De acordo com a Constituição Federal, a distribuição dos deputados deve ser proporcional à população dos estados, respeitando o limite mínimo de 8 e máximo de 70 parlamentares por unidade federativa. O STF deu prazo até 30 de junho para que o Congresso aprove uma nova lei complementar sobre o tema. Caso isso não ocorra, o Tribunal Superior Eleitoral (TSE) poderá, até 1º de outubro, definir a nova distribuição dos deputados para a legislatura que começa em 2027.
O PLP 177/2023 é de autoria da deputada Dani Cunha (União-RJ), que defende uma solução que não retire vagas de nenhum estado: “Se necessário, deveremos aumentar o número de deputados da nossa Câmara, que mesmo se ocorrer em número de cerca de 3%, em nada significará, levando em conta um aumento de população e de eleitores, em média no país, superior a 240% [entre 1994 e 2022]”, argumenta a parlamentar em seu relatório.
A proposta fixa em lei que o número total de deputados não poderá ser reduzido, nem haverá perda de cadeiras por parte de nenhum estado, o que implicaria necessariamente no aumento do número total de parlamentares. A medida, no entanto, já provoca controvérsia em setores da sociedade que questionam o impacto orçamentário e político da ampliação.
Outro ponto de discussão é a confiabilidade do Censo 2022. A autora do projeto questiona a precisão dos dados e propõe um novo recenseamento com participação compulsória da população.

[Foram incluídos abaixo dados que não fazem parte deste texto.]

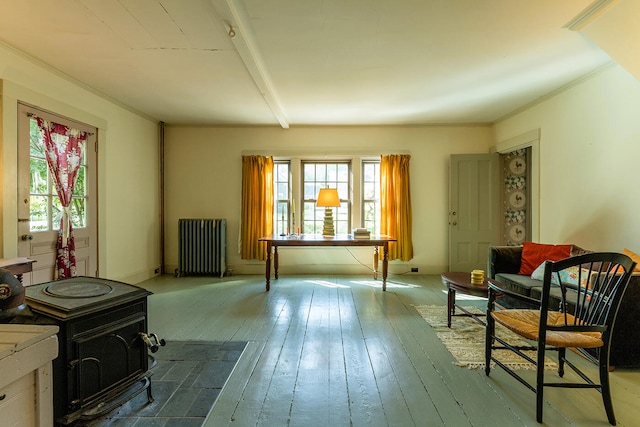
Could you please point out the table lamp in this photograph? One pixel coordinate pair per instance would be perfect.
(328, 198)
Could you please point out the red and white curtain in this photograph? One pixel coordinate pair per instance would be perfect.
(63, 150)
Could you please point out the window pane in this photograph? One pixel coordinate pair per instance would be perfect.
(371, 196)
(80, 188)
(39, 213)
(310, 192)
(78, 213)
(309, 172)
(38, 181)
(326, 175)
(332, 172)
(56, 213)
(281, 203)
(282, 189)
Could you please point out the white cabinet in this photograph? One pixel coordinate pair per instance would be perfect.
(26, 377)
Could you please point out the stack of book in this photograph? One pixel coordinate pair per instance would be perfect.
(361, 233)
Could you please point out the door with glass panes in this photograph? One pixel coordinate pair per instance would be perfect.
(39, 209)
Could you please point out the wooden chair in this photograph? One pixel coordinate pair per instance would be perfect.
(590, 288)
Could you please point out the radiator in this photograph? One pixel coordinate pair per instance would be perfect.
(202, 247)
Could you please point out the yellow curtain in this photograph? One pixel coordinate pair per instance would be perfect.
(395, 204)
(257, 205)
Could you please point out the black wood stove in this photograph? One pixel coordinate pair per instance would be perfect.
(103, 345)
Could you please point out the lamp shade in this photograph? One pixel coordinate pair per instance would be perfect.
(328, 197)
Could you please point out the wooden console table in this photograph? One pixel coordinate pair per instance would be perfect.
(303, 240)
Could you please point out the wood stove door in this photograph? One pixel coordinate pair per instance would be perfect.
(107, 361)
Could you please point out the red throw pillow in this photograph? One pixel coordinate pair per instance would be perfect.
(534, 254)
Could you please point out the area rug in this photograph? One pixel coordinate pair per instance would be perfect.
(465, 340)
(186, 380)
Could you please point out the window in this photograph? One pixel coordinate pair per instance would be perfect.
(317, 175)
(371, 196)
(282, 189)
(45, 206)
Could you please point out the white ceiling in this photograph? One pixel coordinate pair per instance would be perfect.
(309, 62)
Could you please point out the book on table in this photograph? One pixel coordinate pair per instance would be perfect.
(361, 233)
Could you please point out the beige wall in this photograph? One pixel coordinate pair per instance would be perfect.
(589, 151)
(128, 177)
(203, 180)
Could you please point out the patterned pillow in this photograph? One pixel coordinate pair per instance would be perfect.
(568, 276)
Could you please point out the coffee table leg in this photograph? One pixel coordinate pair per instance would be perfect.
(375, 263)
(267, 270)
(451, 305)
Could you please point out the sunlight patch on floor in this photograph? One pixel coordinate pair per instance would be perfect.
(378, 284)
(327, 284)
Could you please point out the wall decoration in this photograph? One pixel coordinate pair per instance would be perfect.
(515, 200)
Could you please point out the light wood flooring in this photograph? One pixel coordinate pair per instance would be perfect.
(338, 351)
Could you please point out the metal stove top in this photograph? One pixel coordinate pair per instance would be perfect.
(80, 295)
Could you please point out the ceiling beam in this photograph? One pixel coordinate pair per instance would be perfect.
(592, 11)
(243, 39)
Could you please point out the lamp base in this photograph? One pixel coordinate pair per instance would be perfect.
(327, 229)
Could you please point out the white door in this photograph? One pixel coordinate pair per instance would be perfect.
(473, 210)
(38, 205)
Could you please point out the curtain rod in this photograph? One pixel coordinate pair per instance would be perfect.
(30, 114)
(323, 152)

Segundo Dani Cunha, “o censo trouxe várias inconsistências que prejudicaram alguns estados e muitos municípios”, citando como exemplo áreas do Rio de Janeiro onde há dificuldades de acesso por conta do controle territorial de grupos armados.
O relator designado para o projeto é o deputado Damião Feliciano (União-PB), que poderá sugerir alterações ao texto original. O debate promete esquentar o plenário da Câmara nas próximas semanas, especialmente em um ano pré-eleitoral, com a pressão de estados que se sentem sub-representados e o receio de um aumento no custo do Legislativo.

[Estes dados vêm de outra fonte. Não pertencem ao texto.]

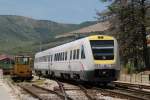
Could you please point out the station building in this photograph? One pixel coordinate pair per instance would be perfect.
(6, 63)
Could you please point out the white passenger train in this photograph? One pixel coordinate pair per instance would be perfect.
(94, 58)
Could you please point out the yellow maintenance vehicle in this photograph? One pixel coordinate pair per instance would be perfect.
(22, 69)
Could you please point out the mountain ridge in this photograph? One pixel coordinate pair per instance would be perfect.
(20, 32)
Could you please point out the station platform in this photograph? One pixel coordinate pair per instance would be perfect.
(5, 92)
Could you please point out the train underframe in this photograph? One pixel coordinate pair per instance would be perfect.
(97, 76)
(21, 78)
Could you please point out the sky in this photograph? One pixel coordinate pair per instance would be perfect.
(65, 11)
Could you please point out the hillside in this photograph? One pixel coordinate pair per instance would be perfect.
(18, 33)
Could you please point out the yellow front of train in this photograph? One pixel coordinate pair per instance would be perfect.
(106, 58)
(22, 68)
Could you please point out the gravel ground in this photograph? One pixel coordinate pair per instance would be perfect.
(14, 92)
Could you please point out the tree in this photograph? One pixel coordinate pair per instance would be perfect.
(131, 29)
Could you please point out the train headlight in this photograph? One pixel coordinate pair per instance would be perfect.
(113, 65)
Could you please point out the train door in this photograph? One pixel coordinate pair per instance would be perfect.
(49, 65)
(69, 65)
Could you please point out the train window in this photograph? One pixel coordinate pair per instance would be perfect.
(65, 55)
(82, 52)
(70, 54)
(102, 50)
(60, 56)
(51, 58)
(55, 57)
(78, 53)
(74, 54)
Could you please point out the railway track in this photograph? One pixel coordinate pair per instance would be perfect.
(41, 93)
(74, 91)
(124, 92)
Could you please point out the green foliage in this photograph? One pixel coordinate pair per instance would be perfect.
(130, 21)
(22, 34)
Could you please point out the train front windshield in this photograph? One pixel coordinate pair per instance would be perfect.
(22, 60)
(102, 49)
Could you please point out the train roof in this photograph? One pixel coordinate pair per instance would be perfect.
(92, 37)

Redistribuição de Cadeiras: Estados que Podem Ganhar ou Perder Representação
Com base nos dados do Censo de 2022, alguns estados apresentaram crescimento populacional significativo, o que pode resultar em um aumento no número de deputados federais. Segundo estimativas, os seguintes estados poderiam ganhar cadeiras na Câmara:
- Santa Catarina (SC): +4 deputados
- Pará (PA): +4 deputados
- Amazonas (AM): +2 deputados
- Minas Gerais (MG): +1 deputado
- Ceará (CE): +1 deputado
- Goiás (GO): +1 deputado
- Mato Grosso (MT): +1 deputado
Por outro lado, estados que apresentaram crescimento populacional abaixo da média nacional ou redução populacional podem perder representação, caso a redistribuição seja feita sem aumento do número total de deputados. Os estados que poderiam perder cadeiras são:
- Rio de Janeiro (RJ): -4 deputados
- Bahia (BA): -2 deputados
- Rio Grande do Sul (RS): -2 deputados
- Piauí (PI): -2 deputados
- Paraíba (PB): -2 deputados
- Pernambuco (PE): -1 deputado
- Alagoas (AL): -1 deputado
Essas mudanças refletem as dinâmicas demográficas do país nas últimas décadas. Por exemplo, o Pará teve um crescimento populacional de aproximadamente 13,14% entre 2010 e 2022, enquanto o Rio de Janeiro apresentou um crescimento de apenas 0,23% no mesmo período.
A redistribuição de cadeiras também impactaria as assembleias legislativas estaduais, que seguem as regras de proporcionalidade estabelecidas pela Câmara dos Deputados.
A decisão final ainda depende de articulações políticas e da sensibilidade dos parlamentares à demanda do STF e às reações da opinião pública.